Tuesday, January 4, 2011

Back to School

Yesterday I went back to school. I am blessed in my job, love teaching a group of children who love to learn and who are so excited about it. I especially enjoy when the lessons that I carefully plan, and make special trips to the library for are well received. It's a gratifying time as an educator. My co-teacher went on maternity leave though, and I miss her terribly, and while her long-term sub ( as in, until this school year ends) is very sweet and kind, adjusting to a new routine that isn't quite as easy and laid back as it used to be is certainly challenging. Also with back to school comes the hunger that comes when work is done. Therefore, I wanted quick and easy, with leftovers for lunch tomorrow. What you see here is a sweet potato, black bean and spinach quesadilla.

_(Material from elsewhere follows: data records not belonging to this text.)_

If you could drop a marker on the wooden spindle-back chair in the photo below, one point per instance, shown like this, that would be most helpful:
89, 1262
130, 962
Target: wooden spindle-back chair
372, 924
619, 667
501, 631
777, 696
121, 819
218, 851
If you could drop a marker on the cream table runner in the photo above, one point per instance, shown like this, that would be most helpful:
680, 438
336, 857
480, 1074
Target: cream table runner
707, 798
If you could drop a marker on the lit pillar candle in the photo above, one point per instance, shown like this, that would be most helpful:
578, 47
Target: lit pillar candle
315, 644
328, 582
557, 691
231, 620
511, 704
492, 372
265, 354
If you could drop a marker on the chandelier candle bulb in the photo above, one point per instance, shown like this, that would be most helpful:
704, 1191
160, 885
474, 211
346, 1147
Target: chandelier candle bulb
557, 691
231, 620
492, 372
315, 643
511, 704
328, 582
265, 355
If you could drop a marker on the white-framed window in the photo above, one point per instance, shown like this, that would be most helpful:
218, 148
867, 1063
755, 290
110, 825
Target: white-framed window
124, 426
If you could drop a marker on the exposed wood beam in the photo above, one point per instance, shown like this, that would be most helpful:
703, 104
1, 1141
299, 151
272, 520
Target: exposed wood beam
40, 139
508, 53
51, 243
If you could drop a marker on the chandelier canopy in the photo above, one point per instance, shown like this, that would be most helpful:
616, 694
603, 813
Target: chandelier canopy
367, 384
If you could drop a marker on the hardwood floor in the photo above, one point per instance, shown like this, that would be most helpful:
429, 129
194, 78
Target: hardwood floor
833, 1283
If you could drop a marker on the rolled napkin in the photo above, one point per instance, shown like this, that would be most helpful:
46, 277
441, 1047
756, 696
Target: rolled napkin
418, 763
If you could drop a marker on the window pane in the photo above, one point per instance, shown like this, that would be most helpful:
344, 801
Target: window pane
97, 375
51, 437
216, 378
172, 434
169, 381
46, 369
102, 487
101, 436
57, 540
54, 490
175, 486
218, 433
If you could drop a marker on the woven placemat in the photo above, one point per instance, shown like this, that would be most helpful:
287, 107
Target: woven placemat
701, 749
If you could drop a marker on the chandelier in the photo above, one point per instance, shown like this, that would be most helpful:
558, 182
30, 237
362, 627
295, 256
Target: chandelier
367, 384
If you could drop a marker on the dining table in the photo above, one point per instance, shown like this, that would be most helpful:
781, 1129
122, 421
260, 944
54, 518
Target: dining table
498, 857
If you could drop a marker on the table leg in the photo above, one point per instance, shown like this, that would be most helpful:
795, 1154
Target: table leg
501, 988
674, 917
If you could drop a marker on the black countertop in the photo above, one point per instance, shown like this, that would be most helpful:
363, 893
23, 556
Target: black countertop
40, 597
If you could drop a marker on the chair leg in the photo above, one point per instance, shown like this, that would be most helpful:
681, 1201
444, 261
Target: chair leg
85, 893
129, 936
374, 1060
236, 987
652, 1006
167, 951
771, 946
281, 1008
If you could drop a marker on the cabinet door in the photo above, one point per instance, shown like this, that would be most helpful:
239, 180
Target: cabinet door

I adapted the recipe a bit from this site: http://gluten-dairy-sugarfree.com/?p=1606

Instead of shredding up the sweet potatoes in a food processor (don't even get me started on the those), I peeled a sweet potato, sliced it thin, and put it in a bowl with a little water and popped it in the microwave for 3 minutes. In the meantime, I cooked up some onion and garlic in olive oil, added the sweet potatoes (minus the water) and added the oregano, cumin, chili powder, and salt. I added in the spinach with a bit more olive oil and the warmed beans and cooked them up all together. I used some Food for Life brand brown rice tortillas and warmed the tortilla and spread the mixture on the other side of the tortilla. The result= dinner in less than 20 minutes, a full belly, and lunch for tomorrow!